Com a diferença de apenas um voto- 98 contra e 97 a favor, os acadêmicos decidiram pelo fim do movimento de greve, deflagrado desde a última quinta-feira (7) no campus de Três Lagoas da Universidade Federal de Mato Grosso do Sul. A decisão foi tomada em assembléia que aconteceu na noite de ontem (11) na unidade II da instituição.

 

Na ocasião, os representantes dos estudantes repassaram as ocorrências dos protestos durante a ocupação nas imediações da reitoria, em Campo Grande, onde um grupo de estudantes de Três Lagoas juntamente com acadêmicos de outros campi acampou no local. Em Três Lagoas, os estudantes bloquearam o acesso à universidade.

 

O movimento é pela transparência no processo eleitoral para escolha de novo reitor.
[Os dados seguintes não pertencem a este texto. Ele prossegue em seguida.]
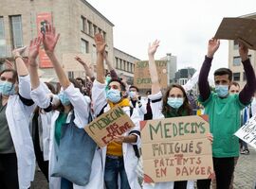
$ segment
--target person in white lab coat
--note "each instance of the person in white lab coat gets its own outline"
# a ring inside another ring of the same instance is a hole
[[[94,112],[96,115],[100,115],[101,112],[105,112],[116,105],[119,105],[136,125],[135,128],[124,134],[116,136],[115,141],[102,148],[105,188],[139,189],[141,187],[138,184],[136,171],[138,158],[134,146],[137,146],[140,142],[140,118],[136,109],[131,111],[129,99],[124,97],[126,90],[121,80],[112,78],[108,82],[107,92],[105,91],[106,84],[103,77],[105,43],[101,34],[95,36],[95,42],[98,56],[97,79],[94,81],[92,88]]]
[[[34,179],[35,155],[28,128],[34,103],[21,56],[24,50],[13,51],[17,72],[0,73],[0,188],[27,189]]]
[[[49,141],[49,176],[52,173],[53,167],[57,163],[56,151],[60,145],[60,137],[62,126],[64,123],[70,123],[71,117],[74,114],[74,124],[76,127],[82,129],[88,123],[90,100],[82,95],[79,89],[79,84],[75,79],[70,81],[65,76],[64,69],[59,63],[55,53],[55,45],[58,42],[59,34],[55,35],[55,28],[50,25],[46,26],[46,33],[43,35],[43,43],[46,55],[51,60],[56,71],[57,77],[62,85],[62,90],[58,97],[50,94],[44,83],[40,82],[37,72],[36,58],[41,43],[41,39],[37,38],[30,43],[29,48],[29,72],[31,74],[31,97],[35,103],[43,108],[48,109],[52,107],[52,118],[50,126],[50,141]],[[56,110],[55,108],[58,109]],[[74,189],[91,189],[103,188],[103,181],[101,180],[102,174],[101,162],[99,150],[96,149],[94,160],[92,162],[92,170],[90,171],[90,180],[85,186],[78,186],[64,178],[49,178],[50,189],[74,188]]]

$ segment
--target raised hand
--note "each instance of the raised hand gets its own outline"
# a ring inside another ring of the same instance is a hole
[[[28,59],[29,59],[29,64],[34,63],[32,61],[35,61],[38,54],[39,54],[39,48],[42,42],[42,38],[38,37],[30,41],[30,45],[28,48]]]
[[[51,25],[46,25],[46,33],[42,32],[43,34],[43,44],[46,50],[46,53],[53,53],[56,43],[60,38],[60,34],[56,35],[55,27]]]
[[[220,41],[217,39],[211,38],[208,42],[208,52],[207,52],[207,57],[212,58],[215,52],[218,50],[220,46]]]
[[[239,55],[241,57],[242,61],[248,59],[248,48],[243,43],[239,43]]]
[[[22,55],[25,52],[26,48],[27,48],[27,46],[15,48],[14,50],[12,50],[12,56],[15,57],[15,56]]]
[[[14,64],[8,60],[5,60],[5,66],[6,66],[6,69],[14,69]]]
[[[96,43],[97,52],[101,53],[103,55],[104,52],[105,52],[106,43],[105,43],[105,42],[103,40],[102,35],[100,34],[100,33],[95,34],[94,41],[95,41],[95,43]]]
[[[75,60],[76,60],[78,62],[80,62],[82,66],[88,66],[88,64],[87,64],[85,61],[83,61],[80,57],[76,56],[76,57],[75,57]]]
[[[148,55],[149,56],[154,56],[155,53],[157,50],[157,47],[159,46],[160,41],[155,40],[152,44],[149,43],[149,48],[148,48]]]

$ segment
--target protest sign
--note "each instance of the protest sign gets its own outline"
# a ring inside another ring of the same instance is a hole
[[[37,34],[43,36],[42,33],[46,32],[46,26],[52,25],[51,13],[39,13],[36,16]],[[43,46],[39,48],[39,67],[40,68],[52,68],[52,63],[46,55]]]
[[[256,148],[256,115],[234,133],[238,138]]]
[[[117,106],[85,126],[84,129],[99,146],[103,147],[113,141],[114,136],[121,135],[133,127],[130,117]]]
[[[249,18],[224,18],[215,39],[236,40],[256,50],[256,20]]]
[[[166,88],[167,81],[167,60],[155,60],[159,82],[162,88]],[[139,89],[151,89],[151,77],[149,73],[149,61],[137,61],[135,64],[134,85]]]
[[[202,180],[212,177],[208,116],[141,121],[145,182]]]

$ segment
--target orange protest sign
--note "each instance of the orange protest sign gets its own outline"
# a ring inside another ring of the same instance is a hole
[[[121,135],[133,127],[130,117],[117,106],[85,126],[84,129],[99,146],[103,147],[114,140],[114,136]]]

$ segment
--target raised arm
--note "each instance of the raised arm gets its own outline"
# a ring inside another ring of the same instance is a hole
[[[159,41],[155,40],[152,44],[149,43],[148,56],[149,56],[149,71],[152,81],[152,94],[157,94],[160,89],[160,83],[158,79],[157,69],[155,62],[155,53],[156,52],[157,47],[159,46]]]
[[[247,105],[256,90],[256,78],[253,67],[248,58],[248,48],[243,43],[239,43],[239,54],[244,65],[245,75],[247,77],[247,84],[239,94],[239,100],[244,105]]]
[[[26,48],[27,48],[27,46],[24,46],[21,48],[14,49],[12,51],[12,55],[13,55],[14,60],[15,60],[16,70],[17,70],[19,77],[25,77],[25,76],[28,75],[27,68],[27,66],[23,60],[23,57],[22,57],[22,54],[24,53]]]
[[[70,81],[54,53],[54,49],[59,38],[60,34],[55,34],[55,27],[51,25],[46,25],[46,33],[43,33],[43,44],[46,53],[51,60],[53,68],[55,69],[59,81],[63,88],[65,90],[70,85]]]
[[[107,69],[109,70],[111,78],[118,78],[119,77],[117,75],[117,72],[115,68],[113,67],[112,63],[109,61],[106,52],[104,52],[103,56],[104,56],[104,60],[106,61]]]
[[[97,33],[95,34],[94,37],[95,43],[96,43],[96,49],[97,49],[97,80],[100,83],[104,83],[104,64],[103,64],[103,60],[104,60],[104,52],[105,52],[105,46],[106,43],[103,40],[103,37],[100,34]]]
[[[89,67],[88,63],[82,60],[80,57],[75,57],[75,60],[80,62],[81,65],[82,65],[86,76],[88,76],[90,79],[94,78],[93,70]]]
[[[39,54],[39,48],[42,42],[42,38],[38,37],[31,40],[28,51],[28,71],[31,81],[31,88],[36,89],[40,85],[38,77],[38,64],[36,62],[37,56]]]
[[[205,60],[200,70],[198,78],[198,87],[200,96],[203,101],[206,101],[210,94],[210,88],[208,82],[208,76],[211,66],[211,61],[215,52],[220,46],[220,41],[216,39],[210,39],[208,43],[208,53],[205,57]]]

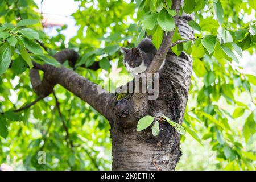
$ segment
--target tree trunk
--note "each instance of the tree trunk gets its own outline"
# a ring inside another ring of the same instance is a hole
[[[190,20],[186,15],[178,20],[179,32],[185,39],[193,37],[193,30],[187,24]],[[171,51],[168,52],[164,71],[160,73],[159,97],[155,101],[149,101],[148,115],[164,114],[182,123],[192,68],[189,56],[183,52],[177,57]],[[141,109],[144,110],[145,108]],[[124,129],[118,122],[114,122],[111,129],[113,169],[174,170],[181,155],[180,136],[168,123],[159,124],[160,133],[154,136],[150,127],[138,132],[135,125]]]

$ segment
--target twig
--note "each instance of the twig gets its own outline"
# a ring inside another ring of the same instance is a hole
[[[168,6],[167,6],[167,3],[166,3],[166,0],[164,0],[164,4],[166,5],[166,8],[167,8],[167,9],[168,9],[169,7],[168,7]]]
[[[61,120],[61,122],[63,125],[63,128],[64,129],[65,132],[66,133],[66,136],[65,137],[65,140],[66,140],[68,147],[69,146],[70,146],[71,152],[72,152],[72,154],[73,154],[74,153],[74,145],[73,144],[73,141],[70,139],[69,132],[68,131],[68,127],[67,126],[67,125],[65,122],[65,119],[63,117],[63,115],[62,114],[62,113],[60,111],[60,102],[59,102],[58,98],[57,98],[57,97],[55,94],[55,92],[54,92],[54,90],[52,92],[52,94],[53,94],[53,96],[55,98],[56,107],[57,108],[57,110],[58,111],[59,115],[60,116],[60,119]],[[72,171],[73,169],[73,166],[71,165],[70,168]]]
[[[175,46],[177,44],[180,44],[180,43],[183,43],[183,42],[187,42],[189,41],[189,40],[195,40],[197,38],[189,38],[189,39],[185,39],[185,40],[177,40],[177,41],[174,42],[173,43],[172,43],[171,44],[171,47]]]

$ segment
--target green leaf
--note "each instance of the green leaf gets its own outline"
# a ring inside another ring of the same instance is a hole
[[[41,109],[37,105],[35,105],[34,106],[33,115],[36,119],[42,119],[42,115],[41,113]]]
[[[8,129],[6,126],[6,121],[5,118],[0,116],[0,136],[6,138],[8,135]]]
[[[146,129],[153,122],[154,117],[151,115],[146,115],[140,119],[137,124],[137,131],[141,131]]]
[[[228,55],[228,56],[232,59],[232,60],[233,60],[237,63],[239,63],[238,59],[237,59],[237,56],[236,56],[235,54],[232,52],[229,47],[226,47],[224,45],[221,45],[221,47],[223,51],[224,51],[224,52]]]
[[[156,121],[155,122],[155,124],[153,125],[153,126],[152,126],[151,129],[152,129],[152,133],[153,134],[154,136],[156,136],[157,135],[158,135],[158,134],[160,132],[159,123],[158,121]]]
[[[251,45],[251,36],[250,34],[248,34],[245,38],[243,39],[242,42],[240,42],[240,47],[242,48],[243,51],[247,49],[247,48],[250,47]]]
[[[7,40],[9,43],[10,46],[13,47],[15,47],[18,42],[17,39],[16,39],[16,38],[13,36],[11,36],[10,37],[8,38]]]
[[[213,123],[216,124],[218,126],[220,126],[222,129],[225,129],[224,125],[218,120],[215,119],[212,115],[210,115],[210,114],[205,112],[200,112],[200,113]]]
[[[177,15],[177,12],[176,12],[175,10],[167,9],[167,12],[172,16],[175,16],[176,15]]]
[[[119,50],[119,47],[117,45],[110,45],[106,46],[103,51],[104,53],[109,54],[110,55],[113,55],[117,51]]]
[[[224,28],[221,27],[220,28],[219,34],[222,38],[224,43],[233,42],[233,38],[230,33]]]
[[[225,141],[223,138],[222,134],[218,130],[217,130],[217,131],[216,131],[216,138],[217,138],[217,140],[218,140],[218,143],[220,143],[220,144],[224,144]]]
[[[24,28],[19,30],[18,32],[20,33],[26,38],[32,39],[39,39],[39,34],[36,31],[30,29],[30,28]]]
[[[176,122],[175,122],[174,121],[171,121],[171,119],[168,117],[162,115],[162,116],[164,120],[167,122],[171,126],[172,126],[175,129],[175,130],[177,131],[177,133],[179,133],[181,135],[185,135],[186,133],[186,130],[185,130],[185,129],[180,125],[180,124],[177,123]]]
[[[254,134],[255,132],[255,125],[254,114],[252,112],[247,118],[246,122],[243,127],[243,134],[246,143],[248,142],[251,136]]]
[[[192,41],[189,40],[183,44],[184,50],[188,55],[190,55],[191,53],[192,43]]]
[[[74,166],[76,162],[76,156],[73,154],[71,154],[68,158],[68,163],[71,166]]]
[[[32,63],[31,58],[24,46],[20,46],[20,52],[22,58],[27,63],[30,67],[30,68],[31,69],[33,68],[33,64]]]
[[[253,75],[246,74],[248,81],[252,83],[253,85],[256,85],[256,76]]]
[[[155,26],[158,23],[156,17],[157,14],[155,13],[151,13],[150,14],[144,15],[141,20],[143,29],[152,30],[154,27],[155,27]]]
[[[11,64],[11,69],[16,75],[24,72],[27,68],[27,63],[26,63],[26,61],[20,56],[19,56],[15,59]]]
[[[153,34],[152,37],[152,42],[157,49],[159,49],[163,40],[164,33],[161,27],[158,26],[156,30]]]
[[[232,150],[228,145],[224,145],[224,155],[226,158],[229,158],[231,156]]]
[[[256,10],[256,2],[255,0],[248,0],[248,3],[252,8]]]
[[[256,35],[256,27],[254,25],[250,25],[249,32],[251,33],[253,36]]]
[[[224,12],[220,0],[216,3],[214,3],[214,9],[218,23],[221,25],[223,23]]]
[[[102,59],[100,61],[100,67],[105,70],[108,71],[109,68],[111,68],[109,60],[106,57],[103,57]]]
[[[38,23],[38,20],[35,19],[23,19],[17,23],[17,27],[31,25],[34,24],[36,24]]]
[[[200,27],[200,25],[197,23],[195,22],[195,21],[193,21],[193,20],[189,21],[188,22],[188,24],[192,28],[193,28],[195,30],[198,31],[199,32],[201,32],[202,31],[201,30],[201,27]]]
[[[183,10],[185,13],[191,14],[194,11],[195,6],[196,2],[195,0],[184,0]]]
[[[174,30],[175,23],[171,16],[164,10],[162,10],[158,15],[158,24],[164,31],[172,31]]]
[[[145,30],[142,28],[141,30],[141,31],[139,32],[139,35],[136,39],[136,44],[138,44],[143,39],[144,36],[145,36]]]
[[[11,61],[11,48],[8,46],[3,51],[0,60],[0,75],[5,73],[9,67]]]
[[[44,55],[44,56],[38,56],[40,59],[41,59],[42,61],[45,62],[47,64],[52,65],[53,66],[55,66],[57,68],[60,68],[61,66],[61,64],[57,61],[54,57],[52,56],[49,56],[48,55]]]
[[[11,34],[9,32],[0,32],[0,39],[5,39],[10,36],[11,36]]]
[[[246,158],[256,161],[256,155],[255,155],[253,152],[243,152],[243,154]]]
[[[192,130],[189,127],[187,127],[185,126],[184,126],[183,125],[183,127],[184,127],[185,130],[186,130],[186,131],[187,131],[191,135],[191,136],[192,136],[196,141],[197,141],[200,144],[201,144],[201,145],[203,145],[202,142],[201,141],[201,139],[200,139],[200,138],[198,136],[197,134],[196,134],[196,132],[195,132],[194,131]]]
[[[20,36],[19,36],[19,38],[23,44],[32,53],[38,55],[43,55],[44,54],[42,48],[39,44],[27,38]]]
[[[234,118],[237,118],[243,114],[245,109],[242,107],[237,107],[233,112],[232,116]]]
[[[215,76],[214,73],[212,71],[210,71],[207,73],[207,75],[205,77],[205,86],[208,87],[212,83],[213,83],[215,81]]]
[[[214,47],[216,43],[216,38],[212,35],[206,35],[201,41],[203,46],[207,49],[210,55],[214,51]]]
[[[22,120],[22,115],[19,113],[15,113],[12,111],[5,112],[5,117],[11,121],[19,121]]]
[[[234,50],[235,50],[236,52],[238,54],[238,55],[240,55],[240,57],[242,58],[243,54],[242,53],[242,49],[240,48],[240,47],[237,46],[237,44],[236,44],[235,43],[232,43],[232,46],[233,48],[234,48]]]
[[[195,7],[195,11],[203,9],[205,5],[205,1],[204,0],[196,0],[196,7]]]

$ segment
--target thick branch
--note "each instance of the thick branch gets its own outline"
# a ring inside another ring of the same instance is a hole
[[[174,17],[175,24],[179,17],[179,14],[180,8],[180,0],[172,1],[172,9],[175,10],[177,15]],[[167,33],[167,35],[164,37],[156,54],[153,59],[151,63],[146,71],[146,73],[156,73],[159,69],[162,64],[166,57],[168,51],[171,48],[172,44],[172,37],[174,36],[174,30]]]

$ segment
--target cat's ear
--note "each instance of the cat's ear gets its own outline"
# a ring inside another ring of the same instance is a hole
[[[141,52],[139,49],[137,47],[133,47],[131,48],[131,54],[136,56],[140,56]]]
[[[123,47],[120,47],[120,50],[121,52],[124,54],[126,54],[130,51],[130,49],[129,48]]]

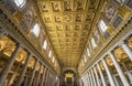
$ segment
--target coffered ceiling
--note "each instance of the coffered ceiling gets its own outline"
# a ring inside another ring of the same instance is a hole
[[[76,67],[100,0],[36,1],[61,66]]]

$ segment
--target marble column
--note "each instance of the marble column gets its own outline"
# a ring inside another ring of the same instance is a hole
[[[91,72],[91,76],[92,76],[94,85],[97,86],[97,83],[96,83],[96,78],[95,78],[95,75],[94,75],[94,71],[92,71],[92,68],[90,69],[90,72]]]
[[[30,78],[30,80],[29,80],[29,85],[28,85],[28,86],[32,86],[33,78],[34,78],[34,76],[35,76],[35,72],[36,72],[36,67],[37,67],[37,63],[38,63],[38,61],[36,60],[36,61],[35,61],[35,64],[34,64],[34,67],[33,67],[33,73],[32,73],[32,76],[31,76],[31,78]]]
[[[47,77],[47,86],[50,86],[50,79],[51,79],[51,73],[48,72],[48,77]]]
[[[130,50],[130,47],[128,46],[128,44],[125,44],[124,42],[121,44],[121,46],[123,47],[123,50],[125,51],[125,53],[128,54],[129,58],[132,61],[132,51]]]
[[[118,72],[119,76],[121,77],[121,80],[122,80],[123,85],[124,85],[124,86],[130,86],[130,84],[129,84],[129,82],[127,80],[127,77],[125,77],[125,75],[123,74],[123,72],[122,72],[122,69],[121,69],[121,67],[120,67],[117,58],[114,57],[114,55],[113,55],[111,52],[109,52],[109,55],[110,55],[110,58],[112,60],[112,62],[113,62],[113,64],[114,64],[114,66],[116,66],[116,69],[117,69],[117,72]]]
[[[108,67],[108,64],[107,64],[106,60],[102,58],[101,61],[102,61],[103,66],[105,66],[105,68],[106,68],[106,72],[107,72],[107,75],[108,75],[108,78],[109,78],[109,80],[110,80],[111,86],[116,86],[116,83],[114,83],[114,80],[113,80],[112,74],[110,73],[110,69],[109,69],[109,67]]]
[[[89,82],[89,77],[88,77],[88,74],[86,73],[86,76],[87,76],[87,85],[90,86],[90,82]]]
[[[38,75],[37,75],[37,78],[36,78],[36,84],[35,84],[35,86],[38,86],[40,77],[41,77],[41,71],[42,71],[42,67],[43,67],[42,64],[40,64],[40,65],[41,65],[41,66],[40,66],[40,69],[38,69]]]
[[[94,72],[95,72],[96,78],[97,78],[97,86],[101,86],[100,83],[99,83],[99,76],[98,76],[98,74],[97,74],[96,66],[94,67]]]
[[[0,75],[0,86],[2,86],[3,82],[6,80],[9,71],[11,69],[11,67],[13,66],[13,63],[19,54],[21,50],[20,44],[16,46],[15,51],[12,53],[11,58],[9,60],[7,66],[3,68],[1,75]]]
[[[130,71],[127,68],[127,66],[125,66],[124,63],[122,63],[122,65],[123,65],[123,67],[124,67],[125,71],[127,71],[127,75],[128,75],[128,77],[129,77],[129,79],[130,79],[130,83],[132,84],[132,74],[131,74]]]
[[[45,76],[45,73],[46,73],[46,67],[44,67],[43,69],[44,69],[44,72],[43,72],[43,76],[42,76],[41,86],[44,85],[44,76]]]
[[[32,55],[29,54],[29,56],[28,56],[28,58],[26,58],[26,61],[25,61],[25,63],[24,63],[24,65],[23,65],[23,67],[22,67],[22,72],[21,72],[21,74],[20,74],[20,77],[19,77],[19,79],[16,80],[15,86],[21,86],[22,79],[23,79],[23,77],[24,77],[24,75],[25,75],[25,72],[26,72],[26,68],[28,68],[28,65],[29,65],[29,63],[30,63],[31,57],[32,57]]]
[[[102,74],[102,72],[101,72],[101,68],[100,68],[99,64],[97,64],[97,67],[98,67],[98,69],[99,69],[99,74],[100,74],[100,77],[101,77],[102,85],[103,85],[103,86],[107,86],[105,76],[103,76],[103,74]]]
Os estudantes defendem o voto paritário- com mesmo peso para professores, técnicos e alunos, nas eleições para colegiado, conselhos e para reitor- igualdade de 33%; mudança da data da eleição para reitor. Na capital, a conversa com o reitor Manoel Peró, não resultou, segundo os acadêmicos em avanços nas reivindicações. Foi proposta a realização de duas eleições, uma para reitor, pelo sistema paritário e a outra, em 3 de setembro, no Coun (Conselho Universitário) destinada para a lista tríplice. Como forma de legitimar as discussões, os acadêmicos procuraram auxílio da OAB (Ordem dos Advogados do Brasil).

 

CONTRATOS

Outro problema que afeta a universidade é a falta de professores. A exoneração de dezenas de docentes contratados prejudica vários cursos. Além disso, os acadêmicos defendem a efetiva assistência estudantil, moradia e restaurante universitário, contratação de professores efetivos; melhoria na infra-estrutura, dentre outras coisas.

Uma nova assembléia acotecerá nos próximos dias para definir como serão os protestos mesmo com os estudantes em aula.